When the Bishop came forward to preach his sermon, or talk to his flock, as he called it, his surplice would have astonished anyone, except those who had seen him thus attired so often. A stranger might have laughed, but he would not have laughed long—the old man's earnestness, sincerity, reverence and devotion were over-shadowing. Its pathos was too deep for fun.
Instead of a clergyman's frock he wore a faded coat of blue buttoned up to his neck. It had been the coat of an officer in the artillery, and had evidently passed through the Civil War.

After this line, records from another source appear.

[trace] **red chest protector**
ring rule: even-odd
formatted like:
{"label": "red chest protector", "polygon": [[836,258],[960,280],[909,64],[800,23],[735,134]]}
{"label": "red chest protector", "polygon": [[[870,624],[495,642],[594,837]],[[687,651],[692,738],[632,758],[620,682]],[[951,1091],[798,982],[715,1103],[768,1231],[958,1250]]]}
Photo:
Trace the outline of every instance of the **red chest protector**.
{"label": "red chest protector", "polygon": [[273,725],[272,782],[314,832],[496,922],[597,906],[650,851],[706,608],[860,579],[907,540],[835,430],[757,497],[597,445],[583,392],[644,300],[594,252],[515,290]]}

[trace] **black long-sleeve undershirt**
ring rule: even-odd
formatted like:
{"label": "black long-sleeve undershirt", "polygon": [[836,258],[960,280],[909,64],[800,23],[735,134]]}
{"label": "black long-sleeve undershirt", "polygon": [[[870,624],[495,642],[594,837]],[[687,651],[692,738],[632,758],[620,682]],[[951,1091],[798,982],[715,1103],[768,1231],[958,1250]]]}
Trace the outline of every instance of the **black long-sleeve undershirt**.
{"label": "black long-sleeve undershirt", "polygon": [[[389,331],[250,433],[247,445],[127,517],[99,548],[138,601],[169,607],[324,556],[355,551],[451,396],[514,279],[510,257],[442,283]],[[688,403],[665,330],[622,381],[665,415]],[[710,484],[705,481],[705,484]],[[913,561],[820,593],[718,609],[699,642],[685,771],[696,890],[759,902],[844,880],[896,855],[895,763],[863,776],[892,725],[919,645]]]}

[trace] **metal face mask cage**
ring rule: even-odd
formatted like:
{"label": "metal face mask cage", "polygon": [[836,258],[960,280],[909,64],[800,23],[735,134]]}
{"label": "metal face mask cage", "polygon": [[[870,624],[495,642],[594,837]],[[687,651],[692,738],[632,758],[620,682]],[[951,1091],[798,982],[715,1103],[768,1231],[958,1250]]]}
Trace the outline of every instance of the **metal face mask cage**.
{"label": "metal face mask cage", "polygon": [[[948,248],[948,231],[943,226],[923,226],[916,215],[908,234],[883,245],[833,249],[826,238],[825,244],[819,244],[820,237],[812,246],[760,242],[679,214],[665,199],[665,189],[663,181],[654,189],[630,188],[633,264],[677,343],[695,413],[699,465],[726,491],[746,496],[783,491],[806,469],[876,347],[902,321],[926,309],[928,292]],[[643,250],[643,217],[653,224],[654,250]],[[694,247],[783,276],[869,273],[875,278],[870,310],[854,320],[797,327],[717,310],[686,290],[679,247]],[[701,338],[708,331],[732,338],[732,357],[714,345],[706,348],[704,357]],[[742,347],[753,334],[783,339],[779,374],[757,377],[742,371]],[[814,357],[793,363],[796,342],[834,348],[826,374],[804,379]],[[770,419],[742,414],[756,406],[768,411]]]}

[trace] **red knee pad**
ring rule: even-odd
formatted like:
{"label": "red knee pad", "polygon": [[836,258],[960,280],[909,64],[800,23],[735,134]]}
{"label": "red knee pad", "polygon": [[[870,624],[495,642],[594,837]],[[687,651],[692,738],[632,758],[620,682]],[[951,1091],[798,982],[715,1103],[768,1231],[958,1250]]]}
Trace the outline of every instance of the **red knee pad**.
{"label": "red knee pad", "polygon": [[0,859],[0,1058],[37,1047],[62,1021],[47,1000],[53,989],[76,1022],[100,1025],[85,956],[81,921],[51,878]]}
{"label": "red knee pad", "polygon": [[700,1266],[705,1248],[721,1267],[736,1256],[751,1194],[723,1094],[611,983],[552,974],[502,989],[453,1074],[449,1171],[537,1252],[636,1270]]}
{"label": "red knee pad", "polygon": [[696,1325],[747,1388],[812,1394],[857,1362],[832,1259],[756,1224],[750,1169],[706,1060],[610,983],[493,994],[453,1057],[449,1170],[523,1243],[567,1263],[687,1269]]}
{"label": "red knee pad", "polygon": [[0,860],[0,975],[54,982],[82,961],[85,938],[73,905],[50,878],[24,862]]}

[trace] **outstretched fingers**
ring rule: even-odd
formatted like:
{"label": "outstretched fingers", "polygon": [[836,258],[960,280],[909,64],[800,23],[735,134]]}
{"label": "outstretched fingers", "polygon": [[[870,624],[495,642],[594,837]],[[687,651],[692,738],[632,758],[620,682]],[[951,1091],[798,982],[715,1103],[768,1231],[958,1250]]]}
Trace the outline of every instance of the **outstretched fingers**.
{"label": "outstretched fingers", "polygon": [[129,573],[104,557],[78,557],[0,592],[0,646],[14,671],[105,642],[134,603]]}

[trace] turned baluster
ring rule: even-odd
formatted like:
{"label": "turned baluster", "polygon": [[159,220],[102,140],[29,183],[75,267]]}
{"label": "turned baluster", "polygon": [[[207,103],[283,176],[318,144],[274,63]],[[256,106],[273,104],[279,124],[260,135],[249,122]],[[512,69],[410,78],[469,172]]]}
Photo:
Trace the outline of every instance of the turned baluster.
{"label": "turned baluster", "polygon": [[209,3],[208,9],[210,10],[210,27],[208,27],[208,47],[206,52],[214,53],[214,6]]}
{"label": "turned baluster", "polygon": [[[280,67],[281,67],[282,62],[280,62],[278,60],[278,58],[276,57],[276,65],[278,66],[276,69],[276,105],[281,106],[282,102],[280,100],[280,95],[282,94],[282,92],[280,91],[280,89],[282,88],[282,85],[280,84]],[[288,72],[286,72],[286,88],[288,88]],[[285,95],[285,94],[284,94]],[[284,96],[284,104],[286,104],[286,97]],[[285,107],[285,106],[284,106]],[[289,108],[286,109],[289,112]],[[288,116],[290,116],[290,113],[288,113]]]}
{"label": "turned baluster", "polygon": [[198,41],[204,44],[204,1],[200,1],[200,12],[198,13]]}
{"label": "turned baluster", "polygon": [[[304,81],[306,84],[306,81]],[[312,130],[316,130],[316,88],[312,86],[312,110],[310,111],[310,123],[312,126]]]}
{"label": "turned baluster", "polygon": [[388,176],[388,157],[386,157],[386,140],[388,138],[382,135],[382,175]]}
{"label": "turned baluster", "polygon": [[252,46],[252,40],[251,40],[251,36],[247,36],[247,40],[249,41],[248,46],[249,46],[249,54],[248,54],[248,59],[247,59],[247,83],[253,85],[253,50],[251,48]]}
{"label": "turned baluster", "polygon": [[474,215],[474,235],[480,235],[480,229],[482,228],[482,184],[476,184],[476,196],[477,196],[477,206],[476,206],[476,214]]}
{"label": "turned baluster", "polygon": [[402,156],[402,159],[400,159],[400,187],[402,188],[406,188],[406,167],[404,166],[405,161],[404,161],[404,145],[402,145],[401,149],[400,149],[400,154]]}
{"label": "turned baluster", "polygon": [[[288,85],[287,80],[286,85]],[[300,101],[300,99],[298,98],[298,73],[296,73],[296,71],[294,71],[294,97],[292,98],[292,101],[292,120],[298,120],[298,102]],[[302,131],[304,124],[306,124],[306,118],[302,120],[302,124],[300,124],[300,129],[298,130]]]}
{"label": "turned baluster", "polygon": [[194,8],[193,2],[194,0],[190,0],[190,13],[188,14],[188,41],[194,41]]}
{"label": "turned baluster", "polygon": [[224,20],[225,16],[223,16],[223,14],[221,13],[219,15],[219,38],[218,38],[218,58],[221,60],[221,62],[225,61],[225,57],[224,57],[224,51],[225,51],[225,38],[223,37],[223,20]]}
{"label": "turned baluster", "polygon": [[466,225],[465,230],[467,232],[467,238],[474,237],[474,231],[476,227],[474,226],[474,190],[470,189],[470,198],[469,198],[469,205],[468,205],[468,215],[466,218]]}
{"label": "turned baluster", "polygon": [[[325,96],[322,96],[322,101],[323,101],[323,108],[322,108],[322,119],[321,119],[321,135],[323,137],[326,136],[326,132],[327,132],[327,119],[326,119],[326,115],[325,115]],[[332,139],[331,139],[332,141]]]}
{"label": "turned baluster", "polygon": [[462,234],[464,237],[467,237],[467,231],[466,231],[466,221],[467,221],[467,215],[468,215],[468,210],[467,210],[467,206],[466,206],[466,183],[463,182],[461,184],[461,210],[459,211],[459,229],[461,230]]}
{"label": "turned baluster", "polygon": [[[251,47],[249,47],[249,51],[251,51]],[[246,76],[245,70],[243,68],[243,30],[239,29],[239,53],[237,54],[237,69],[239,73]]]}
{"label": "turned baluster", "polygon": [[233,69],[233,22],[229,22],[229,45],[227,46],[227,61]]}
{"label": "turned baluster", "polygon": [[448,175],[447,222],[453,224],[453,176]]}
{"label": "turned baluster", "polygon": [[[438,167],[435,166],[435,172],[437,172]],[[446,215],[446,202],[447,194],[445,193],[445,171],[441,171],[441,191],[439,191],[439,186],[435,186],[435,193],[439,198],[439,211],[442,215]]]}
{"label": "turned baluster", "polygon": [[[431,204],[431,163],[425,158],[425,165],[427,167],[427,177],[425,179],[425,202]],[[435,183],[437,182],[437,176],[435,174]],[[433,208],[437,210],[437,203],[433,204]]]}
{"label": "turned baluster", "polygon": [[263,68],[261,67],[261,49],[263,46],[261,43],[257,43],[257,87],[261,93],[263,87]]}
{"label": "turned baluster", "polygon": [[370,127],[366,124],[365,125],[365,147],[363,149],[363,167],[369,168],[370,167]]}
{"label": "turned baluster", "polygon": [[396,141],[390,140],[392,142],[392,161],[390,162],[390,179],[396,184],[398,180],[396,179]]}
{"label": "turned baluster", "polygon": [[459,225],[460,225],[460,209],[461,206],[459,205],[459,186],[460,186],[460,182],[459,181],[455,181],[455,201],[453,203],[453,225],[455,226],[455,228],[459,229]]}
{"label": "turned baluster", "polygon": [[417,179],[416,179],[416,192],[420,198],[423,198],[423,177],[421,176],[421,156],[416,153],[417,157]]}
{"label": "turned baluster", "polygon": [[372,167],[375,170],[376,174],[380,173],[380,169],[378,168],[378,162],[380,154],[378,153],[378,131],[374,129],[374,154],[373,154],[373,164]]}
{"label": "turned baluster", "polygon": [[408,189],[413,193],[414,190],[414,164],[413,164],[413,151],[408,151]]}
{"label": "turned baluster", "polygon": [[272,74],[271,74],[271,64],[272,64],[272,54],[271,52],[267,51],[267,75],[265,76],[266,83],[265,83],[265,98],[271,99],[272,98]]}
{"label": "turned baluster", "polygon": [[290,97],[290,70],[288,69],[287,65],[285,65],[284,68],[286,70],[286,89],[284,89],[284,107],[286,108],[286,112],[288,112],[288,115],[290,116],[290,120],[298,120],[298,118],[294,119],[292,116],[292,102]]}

There was a bullet hole in the shoulder and a sabre cut in the sleeve.
CHAPTER VI
A BISHOP MILITANT
No one had ever heard the Bishop explain his curious surplice but once, and that had been several years before, when the little chapel, by the aid of a concert Miss Alice gave, contributions from the Excelsior Mill headed by Mr. and Mrs. Kingsley, and other sources had been furnished, and the Bishop came forward to make his first talk:
“This is the only church of its kind in the worl', I reckin',” he said. “I've figured it out an' find we're made up of Baptis', Metherdis', Presbyterian, 'Piscopalian, Cam'elites an' Hard-shells. You've 'lected me Bishop, I reckon, 'cause I've jined all of 'em, an' so far as I know I am the only man in the worl' who ever done that an' lived to tell the tale. An' I'm not ashamed to say it, for I've allers foun' somethin' in each one of 'em that's a little better than somethin' in the other. An' if there's any other church that'll teach me somethin' new about Jesus Christ, that puffect Man, I'll jine it. I've never seed a church that had Him in it that wa'n't good enough for me.”